I consider that these experiments prove beyond a shadow of doubt, as I personally never doubted, that the ordinary bramble-marked golf ball will not run truly unless it has a considerable amount of force behind it, and that for short puts, and particularly on anything like a fast green, it is a most treacherous ball. Sir Ralph Payne-Gallwey says:

All this goes to prove that, although a ball may be of inaccurate make, it keeps its line to near the end of its course when hit hard along the ground, as for instance, in a long running up approach to the hole from the edge of a putting green. It is also clear that a ball with an incorrect centre of gravity will very seldom run true off the putter if the ground is hard, fast and smooth and the distance it is required to travel is only a few feet. For this reason manufacturers should consider the accuracy of a ball for short puts—accuracy that can only be gained by making it a perfect sphere with its centre of gravity in the exact centre of the ball; for short puts must lose many more matches than short drives.

As Sir Ralph Payne-Gallwey truly says, with a badly balanced ball the easiest of short puts may fail, especially on a downward slope, though the player rarely suspects that his ball and not his skill is to blame.

It is not, as I have already pointed out, only the question of the badly balanced ball which is of such vital importance in short puts, but it is the question of the untrue running of the ball marked by excrescences; also there is the equally important matter, which I have referred to, of the untrueness of the ball marked by excrescences in coming off the face of the putter. I am firmly convinced that there is no more perfect marking for a golf ball than that used for the old guttie ball, that is a marking by indented lines, but even here I believe that equally good results, both in flight and run, would be obtained if the gutta-percha ball were marked in a similar manner but with fewer lines.

Some of Sir Ralph Payne-Gallwey's conclusions are important. He suggests that a golfer should carefully test a ball before using it in an important match, and this is, unquestionably, from a scientific point of view, a very sound and good suggestion.
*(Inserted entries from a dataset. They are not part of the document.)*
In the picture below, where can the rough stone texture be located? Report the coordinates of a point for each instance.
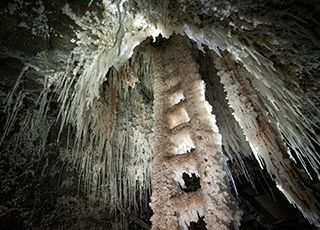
(41, 192)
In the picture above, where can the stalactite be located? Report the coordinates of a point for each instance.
(178, 73)
(265, 139)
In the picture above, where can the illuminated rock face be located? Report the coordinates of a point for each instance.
(186, 140)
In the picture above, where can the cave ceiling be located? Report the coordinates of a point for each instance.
(76, 100)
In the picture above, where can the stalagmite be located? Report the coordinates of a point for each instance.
(265, 139)
(186, 140)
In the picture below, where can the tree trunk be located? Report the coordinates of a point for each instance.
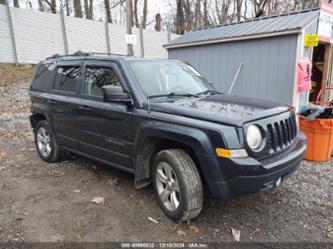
(40, 6)
(239, 4)
(180, 24)
(53, 6)
(91, 9)
(197, 15)
(158, 20)
(135, 10)
(87, 9)
(77, 8)
(107, 11)
(16, 3)
(144, 14)
(67, 7)
(129, 24)
(205, 14)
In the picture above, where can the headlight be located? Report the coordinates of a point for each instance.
(253, 137)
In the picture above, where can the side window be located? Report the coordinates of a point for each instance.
(96, 77)
(67, 78)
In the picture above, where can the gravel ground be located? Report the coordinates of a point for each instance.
(52, 202)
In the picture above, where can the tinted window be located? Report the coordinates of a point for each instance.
(67, 77)
(44, 76)
(96, 77)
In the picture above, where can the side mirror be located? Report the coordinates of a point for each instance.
(115, 94)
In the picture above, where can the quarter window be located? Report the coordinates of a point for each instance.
(67, 78)
(96, 77)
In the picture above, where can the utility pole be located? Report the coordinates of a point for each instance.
(129, 20)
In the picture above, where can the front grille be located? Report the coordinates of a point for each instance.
(281, 134)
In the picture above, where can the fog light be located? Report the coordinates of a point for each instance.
(220, 152)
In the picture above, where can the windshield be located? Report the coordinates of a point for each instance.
(163, 77)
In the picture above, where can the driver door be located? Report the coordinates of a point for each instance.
(105, 127)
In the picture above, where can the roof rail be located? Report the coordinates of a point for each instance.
(80, 53)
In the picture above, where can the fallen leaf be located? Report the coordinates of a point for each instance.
(98, 200)
(235, 234)
(58, 173)
(194, 229)
(152, 220)
(180, 232)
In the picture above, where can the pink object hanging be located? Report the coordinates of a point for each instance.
(304, 69)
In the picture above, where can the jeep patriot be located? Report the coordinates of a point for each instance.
(163, 122)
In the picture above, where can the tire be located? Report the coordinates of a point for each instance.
(188, 193)
(46, 144)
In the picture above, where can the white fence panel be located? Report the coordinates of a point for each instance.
(118, 39)
(85, 35)
(153, 44)
(38, 35)
(6, 49)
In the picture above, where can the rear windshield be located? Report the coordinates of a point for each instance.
(44, 76)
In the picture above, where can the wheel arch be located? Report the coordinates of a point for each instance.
(156, 137)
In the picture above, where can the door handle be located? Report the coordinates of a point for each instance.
(84, 108)
(51, 101)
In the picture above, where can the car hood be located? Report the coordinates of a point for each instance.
(221, 108)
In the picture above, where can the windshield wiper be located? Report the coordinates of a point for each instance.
(208, 91)
(173, 94)
(169, 95)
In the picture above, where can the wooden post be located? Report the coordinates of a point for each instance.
(129, 19)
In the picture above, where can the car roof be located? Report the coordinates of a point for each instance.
(97, 56)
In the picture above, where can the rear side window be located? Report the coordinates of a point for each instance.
(44, 77)
(96, 77)
(67, 78)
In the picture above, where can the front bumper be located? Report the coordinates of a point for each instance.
(247, 175)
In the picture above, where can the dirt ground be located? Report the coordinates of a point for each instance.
(52, 202)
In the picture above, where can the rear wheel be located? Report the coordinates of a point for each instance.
(46, 145)
(177, 184)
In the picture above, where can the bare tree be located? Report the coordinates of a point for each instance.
(135, 13)
(77, 8)
(158, 22)
(89, 9)
(205, 13)
(180, 21)
(238, 9)
(107, 11)
(129, 24)
(197, 14)
(222, 9)
(41, 6)
(67, 7)
(144, 14)
(52, 5)
(16, 3)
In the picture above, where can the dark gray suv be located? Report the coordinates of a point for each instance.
(163, 122)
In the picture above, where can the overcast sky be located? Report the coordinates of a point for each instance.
(154, 7)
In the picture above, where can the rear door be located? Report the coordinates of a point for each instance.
(64, 102)
(105, 128)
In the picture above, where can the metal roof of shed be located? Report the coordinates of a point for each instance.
(267, 26)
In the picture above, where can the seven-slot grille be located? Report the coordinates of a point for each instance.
(281, 133)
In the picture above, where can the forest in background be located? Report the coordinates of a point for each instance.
(179, 17)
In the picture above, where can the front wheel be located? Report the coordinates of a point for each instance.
(177, 184)
(46, 145)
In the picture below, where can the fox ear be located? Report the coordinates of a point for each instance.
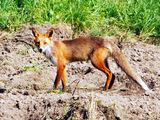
(35, 32)
(49, 33)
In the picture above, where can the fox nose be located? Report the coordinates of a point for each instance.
(40, 50)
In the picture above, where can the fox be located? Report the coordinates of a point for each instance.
(95, 49)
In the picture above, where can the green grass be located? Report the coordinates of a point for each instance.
(140, 17)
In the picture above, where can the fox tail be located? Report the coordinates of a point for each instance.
(124, 64)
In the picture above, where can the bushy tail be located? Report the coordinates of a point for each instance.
(124, 64)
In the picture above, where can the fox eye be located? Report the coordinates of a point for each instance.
(37, 43)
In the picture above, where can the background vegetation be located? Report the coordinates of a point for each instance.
(140, 17)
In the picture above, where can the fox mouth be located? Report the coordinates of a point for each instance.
(40, 50)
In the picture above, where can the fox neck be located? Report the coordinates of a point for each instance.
(48, 51)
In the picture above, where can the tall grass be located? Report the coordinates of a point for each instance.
(137, 16)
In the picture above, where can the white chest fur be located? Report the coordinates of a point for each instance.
(49, 54)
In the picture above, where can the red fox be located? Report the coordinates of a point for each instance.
(96, 49)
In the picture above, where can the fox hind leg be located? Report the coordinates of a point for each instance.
(112, 79)
(98, 59)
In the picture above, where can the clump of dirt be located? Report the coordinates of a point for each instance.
(27, 77)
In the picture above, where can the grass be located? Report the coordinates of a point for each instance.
(140, 17)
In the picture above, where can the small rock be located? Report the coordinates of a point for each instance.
(37, 86)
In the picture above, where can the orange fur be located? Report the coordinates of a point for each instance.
(96, 49)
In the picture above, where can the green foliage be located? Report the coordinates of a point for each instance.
(138, 16)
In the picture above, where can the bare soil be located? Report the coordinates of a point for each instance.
(27, 77)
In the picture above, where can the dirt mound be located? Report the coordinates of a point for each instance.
(26, 82)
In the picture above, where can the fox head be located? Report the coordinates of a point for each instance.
(42, 41)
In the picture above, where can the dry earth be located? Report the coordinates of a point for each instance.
(26, 83)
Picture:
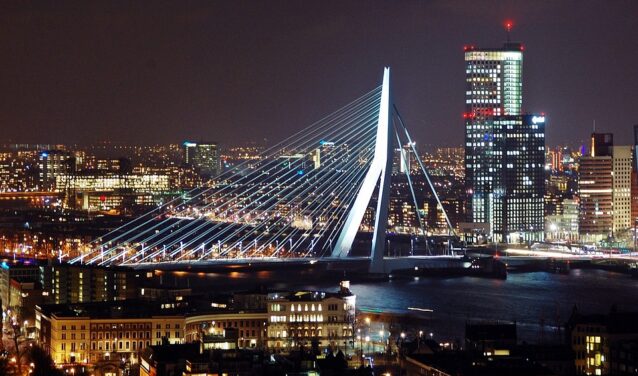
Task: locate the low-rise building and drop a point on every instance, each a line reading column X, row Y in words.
column 306, row 318
column 593, row 336
column 104, row 335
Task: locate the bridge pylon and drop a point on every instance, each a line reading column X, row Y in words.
column 380, row 172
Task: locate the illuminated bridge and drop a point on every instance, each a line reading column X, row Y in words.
column 304, row 199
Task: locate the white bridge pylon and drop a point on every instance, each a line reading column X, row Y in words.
column 380, row 171
column 304, row 197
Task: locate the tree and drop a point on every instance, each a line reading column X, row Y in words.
column 42, row 363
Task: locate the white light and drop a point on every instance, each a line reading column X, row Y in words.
column 538, row 119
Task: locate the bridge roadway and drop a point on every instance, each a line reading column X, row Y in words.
column 361, row 264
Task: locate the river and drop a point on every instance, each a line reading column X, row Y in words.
column 536, row 301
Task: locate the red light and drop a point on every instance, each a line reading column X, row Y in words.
column 508, row 25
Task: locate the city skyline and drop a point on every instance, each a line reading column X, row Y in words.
column 111, row 72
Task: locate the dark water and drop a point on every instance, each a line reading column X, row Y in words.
column 538, row 301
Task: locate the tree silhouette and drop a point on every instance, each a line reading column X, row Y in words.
column 42, row 363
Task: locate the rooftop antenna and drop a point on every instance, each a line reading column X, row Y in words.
column 508, row 28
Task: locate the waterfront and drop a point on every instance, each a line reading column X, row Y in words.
column 527, row 298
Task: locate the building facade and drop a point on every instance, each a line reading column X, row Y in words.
column 304, row 318
column 204, row 157
column 504, row 149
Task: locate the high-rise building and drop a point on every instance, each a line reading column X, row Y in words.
column 53, row 163
column 203, row 157
column 621, row 190
column 595, row 186
column 504, row 148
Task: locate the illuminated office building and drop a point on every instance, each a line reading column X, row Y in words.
column 595, row 185
column 504, row 149
column 53, row 163
column 203, row 157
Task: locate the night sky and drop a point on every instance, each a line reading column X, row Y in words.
column 160, row 72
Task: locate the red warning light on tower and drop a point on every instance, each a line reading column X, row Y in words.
column 508, row 25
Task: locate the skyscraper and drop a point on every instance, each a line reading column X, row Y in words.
column 595, row 186
column 203, row 157
column 504, row 148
I have already indicated his method of testing a ball for its centre of gravity, and I have shown how the ball may be tested for its spherical shape. There is no necessity to apply any test whatever to the ball in so far as regards its marking. There is one maxim with regard to that—avoid anything in the shape of a golf ball marked by excrescences.

Sir Ralph Payne-Gallwey's advice to golfers with regard to the balls need not be given here in full, valuable as I believe it to be in the main. But there is one matter which is worth repeating. He says:

Select a ball with as smooth a cover as you can find, for though all golf balls require to be roughened in order to steady their flight, those most deeply scored travel the shortest distance, and are most affected by a head or side wind.

This is very sound and important advice, and it should receive the attention not only of golfers, but of the golf ball manufacturers, for even those balls which are now marked by indentation are, in my opinion, too freely marked, and I am inclined to think that the dimples on the golf balls which are so marked, are, if anything, too large and too frequent. I think it is extremely probable that the balls which are so marked would fly and run better than they do now if they were marked by lines as the old guttie was marked, but with fewer of these lines. Probably if they were marked with one-third of the number of lines which were used on the old guttie, we should have a perfect flying and running ball.

Before closing this chapter on the make of the golf ball, it will be interesting to refer once again to the results obtained by Sir Ralph Payne-Gallwey when throwing the smooth ball from his machine and also when having it driven by Edward Ray. He obtained results similar in all respects to those which George Duncan and I obtained when trying "The Ruff." It is very curious indeed that so far there have not been any definite scientific experiments made to show exactly where the serviceable degree of roughness ends and the prejudicial begins, though much has certainly been done since I started the controversy about the relative merits of a smoother ball.

Some golf ball makers have gone so far as to produce a dimple ball with a small pimple in the dimple. This, in effect, reduced the dimple to a ring, and these balls have been found to fly and run very well, but all that has been so far done has been a matter of experiment, of rule of thumb work. I do not think that there is a firm of golf ball makers in England which is in possession of a proper mechanical driver. We are assured that at least one firm in America is in possession of such a machine, but so far as I am aware there is no efficient machine of such a nature in England. This is very remarkable, as with such a machine a firm of golf ball manufacturers could obtain results which would probably give them a big advantage over their competitors.